Changing technologies, economic demands, and mindsets suggest it may have renewed staying power. If it takes hold, modular construction could radically reshape the infrastructure value chain, deliver much-needed housing, and unlock cost savings of $22 billion per year.
On September24th, 2019, McKinsey’s Global Infrastructure Initiative (GII) hosted a roundtable discussion with senior engineering and construction (E&C) leaders, project owners, real estate executives, investors, architects and technological innovators from across North America. The discussion explored the potential impact of modular construction, where success is happening today, and what is needed for modular construction to realistically deliver the cost and schedule benefits at stake.
The event featured a site visit to a new advanced manufacturing facility opened by Skender, a vertically integrated design, construction, and manufacturing firm, where participants observed the modular manufacturing process and heard the CEO describe the process of pivoting his traditional construction firm to modular.
The following eight recommendations emerged from the roundtable:
- Explore new contracting models to solve the supply-demand challenge. Improving the contractual environment will give traditional E&C companies the confidence to invest in a pivot to modular offerings; encourage investors to finance modular projects; and prompt owners to commit to the new methods. The model of long-lead procurement with pre-award commitments, a standard practice in large industrial projects, was cited as one example of a contract structure that would enable modular development if applied in the construction sector. Another was multi-year offtake agreements between developers and manufacturers.
- Long-term stakeholders need to create incentives. Stakeholders whose interest will span individual ownerships are poised to see tremendous gains from an advancement of modular construction and thus have reason to help it get established. Insurance companies could offer preferred rates since project risk is reduced. Large franchisers could create incentives for owners who implement modern construction methods that advance corporate objectives. And, recognizing that modular projects are typically lower-emission in delivery and have lower energy costs, public sector entities could set minimum standards for new projects delivered. One public-sector owner even suggested adding an escalating “disruption charge” tied to the project’s duration as a way of incentivizing faster project delivery.
- Harmonize manufacturing standards. Unlike cars that are easily produced at a central factory and shipped worldwide, modular construction will be easier if production is local. This will require interoperability standards that allow global design firms to deliver plans to any number of independent factories around the world. Greater market penetration will be possible if the industry can align on these types of standards—not only in physical design requirements, but also the data format in which plans are communicated and delivered.

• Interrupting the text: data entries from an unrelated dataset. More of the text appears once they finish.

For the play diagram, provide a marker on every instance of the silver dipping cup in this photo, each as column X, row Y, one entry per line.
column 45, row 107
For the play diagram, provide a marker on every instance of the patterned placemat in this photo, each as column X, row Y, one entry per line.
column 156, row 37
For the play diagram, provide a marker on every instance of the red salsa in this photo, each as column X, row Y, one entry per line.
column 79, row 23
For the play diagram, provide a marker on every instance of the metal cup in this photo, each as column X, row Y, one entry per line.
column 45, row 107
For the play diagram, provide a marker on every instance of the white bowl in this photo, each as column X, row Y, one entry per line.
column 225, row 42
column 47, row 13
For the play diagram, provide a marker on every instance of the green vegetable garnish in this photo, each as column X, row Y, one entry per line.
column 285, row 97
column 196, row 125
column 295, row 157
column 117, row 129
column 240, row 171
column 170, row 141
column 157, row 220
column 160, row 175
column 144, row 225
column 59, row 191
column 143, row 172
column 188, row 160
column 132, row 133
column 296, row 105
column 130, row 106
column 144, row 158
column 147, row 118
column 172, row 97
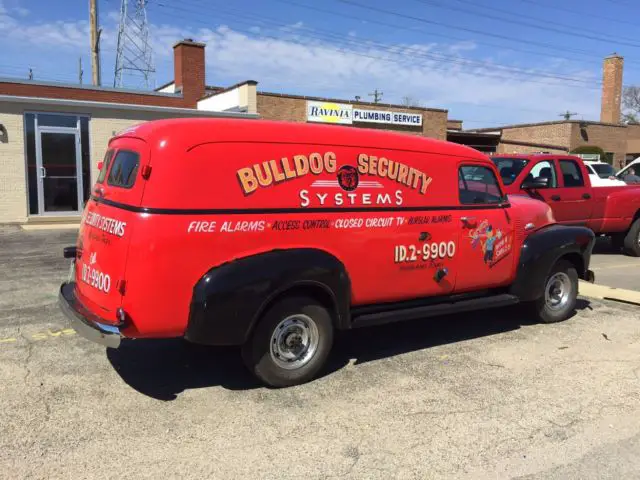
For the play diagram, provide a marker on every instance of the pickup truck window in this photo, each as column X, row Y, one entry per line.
column 124, row 170
column 603, row 170
column 509, row 168
column 571, row 174
column 478, row 185
column 544, row 170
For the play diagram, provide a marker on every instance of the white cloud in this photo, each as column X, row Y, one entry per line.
column 427, row 72
column 435, row 74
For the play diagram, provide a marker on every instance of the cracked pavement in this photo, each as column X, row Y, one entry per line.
column 486, row 395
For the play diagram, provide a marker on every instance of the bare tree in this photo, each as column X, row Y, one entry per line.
column 631, row 104
column 410, row 101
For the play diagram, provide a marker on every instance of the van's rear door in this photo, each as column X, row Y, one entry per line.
column 107, row 227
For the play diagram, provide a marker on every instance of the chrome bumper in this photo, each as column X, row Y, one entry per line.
column 84, row 322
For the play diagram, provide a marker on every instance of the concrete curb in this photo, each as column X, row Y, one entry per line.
column 603, row 292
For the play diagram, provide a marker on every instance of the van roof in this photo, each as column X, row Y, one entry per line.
column 191, row 132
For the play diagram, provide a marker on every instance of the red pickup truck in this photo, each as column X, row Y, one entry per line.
column 563, row 182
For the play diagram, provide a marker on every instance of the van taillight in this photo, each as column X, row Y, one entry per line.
column 146, row 172
column 121, row 286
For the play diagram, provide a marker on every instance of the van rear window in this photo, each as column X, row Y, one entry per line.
column 105, row 166
column 125, row 169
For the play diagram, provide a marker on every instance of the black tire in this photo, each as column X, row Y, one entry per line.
column 543, row 307
column 632, row 240
column 257, row 351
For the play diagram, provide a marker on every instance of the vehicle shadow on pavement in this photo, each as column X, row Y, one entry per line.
column 604, row 246
column 163, row 369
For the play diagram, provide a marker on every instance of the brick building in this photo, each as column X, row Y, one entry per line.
column 620, row 142
column 53, row 135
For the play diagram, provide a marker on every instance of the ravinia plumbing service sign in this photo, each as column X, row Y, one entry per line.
column 345, row 114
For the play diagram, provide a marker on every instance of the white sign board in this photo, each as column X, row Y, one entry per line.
column 345, row 114
column 383, row 116
column 328, row 112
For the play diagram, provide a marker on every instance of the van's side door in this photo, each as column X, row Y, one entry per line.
column 486, row 230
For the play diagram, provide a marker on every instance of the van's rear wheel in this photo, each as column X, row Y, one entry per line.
column 632, row 240
column 290, row 343
column 560, row 294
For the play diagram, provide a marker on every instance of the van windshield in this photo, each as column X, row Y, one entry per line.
column 509, row 168
column 125, row 169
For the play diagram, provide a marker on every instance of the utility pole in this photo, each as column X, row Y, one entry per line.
column 376, row 95
column 567, row 115
column 95, row 42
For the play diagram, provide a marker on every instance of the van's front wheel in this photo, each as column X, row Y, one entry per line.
column 560, row 294
column 290, row 343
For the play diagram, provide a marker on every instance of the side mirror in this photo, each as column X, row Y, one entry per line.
column 539, row 182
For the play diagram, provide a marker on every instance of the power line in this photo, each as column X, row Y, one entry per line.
column 578, row 12
column 530, row 25
column 452, row 37
column 415, row 52
column 471, row 30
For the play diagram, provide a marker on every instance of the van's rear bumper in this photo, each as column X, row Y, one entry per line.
column 84, row 322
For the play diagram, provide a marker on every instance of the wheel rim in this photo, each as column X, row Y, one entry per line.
column 558, row 291
column 294, row 342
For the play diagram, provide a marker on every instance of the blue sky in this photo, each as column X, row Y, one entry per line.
column 488, row 62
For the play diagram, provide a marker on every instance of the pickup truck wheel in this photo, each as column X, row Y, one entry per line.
column 632, row 240
column 290, row 343
column 560, row 293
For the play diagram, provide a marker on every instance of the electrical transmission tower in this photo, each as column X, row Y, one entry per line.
column 134, row 57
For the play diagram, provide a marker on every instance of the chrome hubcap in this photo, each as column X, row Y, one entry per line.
column 558, row 291
column 294, row 342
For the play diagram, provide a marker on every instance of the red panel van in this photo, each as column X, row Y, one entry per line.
column 272, row 236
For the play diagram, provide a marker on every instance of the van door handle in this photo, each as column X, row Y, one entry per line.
column 469, row 222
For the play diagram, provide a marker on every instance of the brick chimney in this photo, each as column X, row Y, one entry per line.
column 188, row 71
column 611, row 89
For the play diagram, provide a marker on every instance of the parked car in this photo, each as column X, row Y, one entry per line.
column 564, row 183
column 601, row 174
column 272, row 235
column 630, row 174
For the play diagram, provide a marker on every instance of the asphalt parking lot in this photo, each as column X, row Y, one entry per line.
column 487, row 395
column 613, row 269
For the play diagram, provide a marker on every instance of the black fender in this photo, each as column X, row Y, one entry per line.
column 229, row 299
column 542, row 249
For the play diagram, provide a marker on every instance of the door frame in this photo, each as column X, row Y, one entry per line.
column 77, row 132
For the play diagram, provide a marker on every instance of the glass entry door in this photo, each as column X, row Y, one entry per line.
column 59, row 170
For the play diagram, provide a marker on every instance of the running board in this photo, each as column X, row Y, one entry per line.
column 399, row 314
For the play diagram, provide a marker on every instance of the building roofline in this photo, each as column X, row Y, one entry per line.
column 533, row 144
column 350, row 102
column 213, row 93
column 121, row 106
column 77, row 86
column 172, row 82
column 553, row 122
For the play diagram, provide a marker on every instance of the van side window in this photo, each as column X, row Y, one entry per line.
column 544, row 170
column 571, row 174
column 124, row 170
column 105, row 166
column 478, row 185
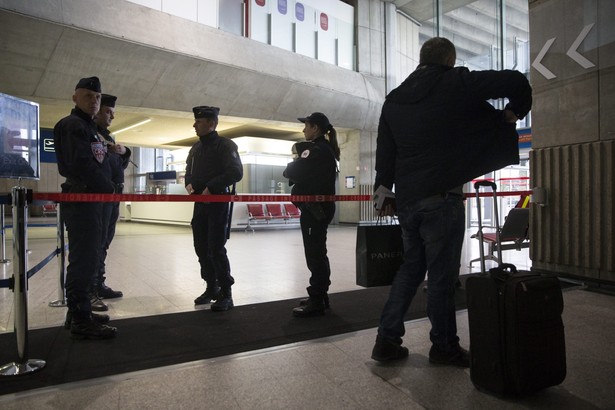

- Reskill the workforce for new techniques. Across every sector represented in the discussion, interest in pursuing modular construction was largely being driven by conditions of the labor market. Factory production creates a consistent workforce that maintains productivity year-round. And, since it also will reduce the physical demands on a body and provide predictable, long-term, year-round income, ageing tradespeople might be attracted to jobs in modular factories. But applying their mastery in a new environment and process will require retraining.
- Start training engineers differently now. What architecture, engineering, and construction will look like in 20 years is unknown. Yet, it is almost assured that those all sectors will need to start thinking more like manufacturers. The architects present noted that modular encourages inside-out design by constraining the exterior design. As such, education for future engineers and architects should incorporate skills like process engineering and industrial design to prepare them for their careers.
- Prepare municipalities for mass adoption of modular projects. Because the process and methods of modular construction are so unlike what municipalities are currently set up to deal with, many are uncertain how to work with modular projects—from permitting to inspection. Not only do developers and contractors need to engage municipalities in understanding the benefits modular construction will bring, they also need to help them understand how code and inspection processes must adapt for these types of projects.
- Embrace the full potential of digital to create new value pools. Similar to partnerships between service providers and car manufacturers (e.g. Sirius XM Radio, OnStar, or Apple Car Play), modular constructors can find synergies within the proptech sector. New partnership and revenue models will emerge as OEMs offer building owners subscriptions and service level agreements for technology that improves their asset value.
- Expect modular to upend traditional operating models. Roundtable participants predicted that today’s business models could potentially be replaced as follows: General contractors as we know it will be replaced by developer-employed construction managers that oversee the complex logistics operations of assembly; developers and modular manufacturers will converge as each further explores the benefits of vertical integration; and sub-contractors will need to become suppliers as manufacturers demand components instead of labor.